Голышом! Лавиния не смогла удержаться, чтобы не бросить на Витторио взгляд, полный ужаса, который Мариетта, к счастью, сочла преисполненным ревности.
Пока Лавиния переваривала услышанное, Витторио резко бросил Мариетте:
— Я могу припомнить только один случай, когда ты намеревалась утром поплавать в моем бассейне, но и тогда я дал тебе понять, что не в восторге от твоего присутствия.
— О, дорогой, — тут же нашлась она, неужели я сказала то, что ты хотел бы скрыть от невесты? Но, милый, она ведь не девочка и должна понимать, что у такого привлекательного и темпераментного мужчины, как ты, были и другие любовницы, — пробормотала Мариетта, положив ладонь на его руку.
Подобная бесцеремонность потрясла Лавинию до глубины души. Она представила, как бы чувствовала себя, будь на самом деле невестой Витторио. Разве можно остаться равнодушной, узнав, как твой возлюбленный разделял до тебя ложе с другими женщинами?
Однако Витторио остался подчеркнуто равнодушным к словам Мариетты. Он сбросил руку кузины и, приблизившись к Лавинии, обнял ее за плечи. Он так тесно прижал ее к себе, что, должно быть, почувствовал, как бешено бьется сердце его «невесты».
— Винни знает, что она единственная женщина, которую я по-настоящему люблю и без которой не могу жить, — сказал он, лаская кончиками пальцев ее обнаженные плечи.
Чем больше Лавиния слушала Мариетту и наблюдала за ней, тем больше соглашалась с Гейбриеллой, что вовсе не любовь движет помыслами этой женщины. Иногда она смотрела на Витторио так, будто ненавидела и хотела уничтожить его.
Бруно Папароне, просто Бруно, как он просил себя называть, все пытался привлечь внимание Лавинии, но она делала вид, что не замечает его подходов. В нем было что-то запредельно мерзкое. Одна только мысль о том, что он может коснуться ее рукой, внушала отвращение. Но воспитание не позволяло полностью игнорировать его присутствие, и Лавиния вежливо отвечала на вопросы финансового директора, хотя порой находила их бестактными.
В свою очередь он уже успел сообщить ей, что на месте юристов Витторио порекомендовал бы ему подписать такой брачный контракт, при котором в случае развода сохранил бы все свои деньги. К ее удивлению, Витторио, подключившись к разговору, мрачно заметил, что ни за что не стал бы подписывать подобный документ.

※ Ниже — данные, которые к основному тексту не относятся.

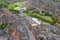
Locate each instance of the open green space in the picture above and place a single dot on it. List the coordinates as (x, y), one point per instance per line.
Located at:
(3, 25)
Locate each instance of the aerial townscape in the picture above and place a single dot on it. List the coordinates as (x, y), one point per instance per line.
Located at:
(29, 19)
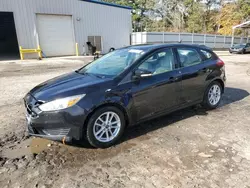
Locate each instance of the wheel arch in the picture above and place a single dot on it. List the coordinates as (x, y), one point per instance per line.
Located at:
(221, 83)
(119, 106)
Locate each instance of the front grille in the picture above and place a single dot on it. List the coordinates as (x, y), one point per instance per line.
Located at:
(60, 131)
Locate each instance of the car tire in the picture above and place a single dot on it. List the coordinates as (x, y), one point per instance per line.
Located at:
(212, 96)
(101, 133)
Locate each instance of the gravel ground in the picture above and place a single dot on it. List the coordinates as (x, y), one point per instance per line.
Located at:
(188, 148)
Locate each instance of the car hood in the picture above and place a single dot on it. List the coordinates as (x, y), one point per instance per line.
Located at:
(65, 85)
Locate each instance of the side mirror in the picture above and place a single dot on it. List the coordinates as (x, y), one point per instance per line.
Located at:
(141, 73)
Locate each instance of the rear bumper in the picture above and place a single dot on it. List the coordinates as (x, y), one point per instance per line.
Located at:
(235, 51)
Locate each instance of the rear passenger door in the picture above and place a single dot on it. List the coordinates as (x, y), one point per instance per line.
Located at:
(193, 73)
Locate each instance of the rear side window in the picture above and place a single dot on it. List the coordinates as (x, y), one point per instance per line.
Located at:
(207, 55)
(188, 57)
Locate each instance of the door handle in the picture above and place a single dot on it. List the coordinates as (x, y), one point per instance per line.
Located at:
(204, 70)
(173, 79)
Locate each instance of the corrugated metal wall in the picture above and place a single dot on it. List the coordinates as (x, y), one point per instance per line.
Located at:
(212, 41)
(112, 23)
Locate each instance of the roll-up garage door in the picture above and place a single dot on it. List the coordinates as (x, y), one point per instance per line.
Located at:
(56, 34)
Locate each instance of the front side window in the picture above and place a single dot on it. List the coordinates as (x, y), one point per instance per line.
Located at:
(113, 63)
(188, 57)
(160, 62)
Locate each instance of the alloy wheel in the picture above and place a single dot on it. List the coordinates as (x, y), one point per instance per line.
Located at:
(107, 126)
(214, 95)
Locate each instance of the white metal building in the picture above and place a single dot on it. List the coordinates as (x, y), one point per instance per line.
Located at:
(57, 25)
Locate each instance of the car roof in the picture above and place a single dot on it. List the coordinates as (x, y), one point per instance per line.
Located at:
(147, 47)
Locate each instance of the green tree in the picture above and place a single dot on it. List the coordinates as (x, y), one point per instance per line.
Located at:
(141, 10)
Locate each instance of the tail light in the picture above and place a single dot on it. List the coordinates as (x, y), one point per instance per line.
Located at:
(220, 63)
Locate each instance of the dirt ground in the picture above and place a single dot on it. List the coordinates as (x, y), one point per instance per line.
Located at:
(188, 148)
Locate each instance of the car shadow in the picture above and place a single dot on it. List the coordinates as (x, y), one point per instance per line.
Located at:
(231, 95)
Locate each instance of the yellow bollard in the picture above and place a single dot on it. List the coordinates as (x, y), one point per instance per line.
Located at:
(77, 51)
(21, 53)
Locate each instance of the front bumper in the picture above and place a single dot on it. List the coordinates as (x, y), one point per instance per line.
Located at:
(59, 125)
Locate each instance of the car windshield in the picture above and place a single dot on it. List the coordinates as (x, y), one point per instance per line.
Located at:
(239, 45)
(113, 63)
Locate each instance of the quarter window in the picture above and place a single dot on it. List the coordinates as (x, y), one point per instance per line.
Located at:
(206, 54)
(160, 62)
(188, 57)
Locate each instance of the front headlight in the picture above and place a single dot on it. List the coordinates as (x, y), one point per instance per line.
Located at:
(60, 104)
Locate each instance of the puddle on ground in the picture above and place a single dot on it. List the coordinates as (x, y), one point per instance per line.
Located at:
(27, 147)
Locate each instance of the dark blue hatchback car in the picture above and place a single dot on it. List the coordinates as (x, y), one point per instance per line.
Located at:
(125, 87)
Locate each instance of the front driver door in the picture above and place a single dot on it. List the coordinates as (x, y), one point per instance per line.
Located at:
(159, 92)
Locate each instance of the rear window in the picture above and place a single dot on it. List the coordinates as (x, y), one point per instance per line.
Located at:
(207, 55)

— Деньги — ничто, — сказал он таким уверенным тоном, что Лавинии сразу же захотелось ему поверить.
Затем Витторио взглянул на нее, и она вспомнила, как они познакомились и что на самом деле он думает о ней. Отчаяние охватило Лавинию, и ей захотелось, чтобы он наконец понял, как заблуждается на ее счет.
Приятно было осознавать, что хотя бы мать и сестра Витторио по-доброму относятся к ней. Кроме того, Гейбриелла заверила, что и старшая сестра весьма рада тому, что Витторио влюбился, и с нетерпением ждет встречи с Лавинией в следующем месяце, когда с мужем и дочерью приедет на остров.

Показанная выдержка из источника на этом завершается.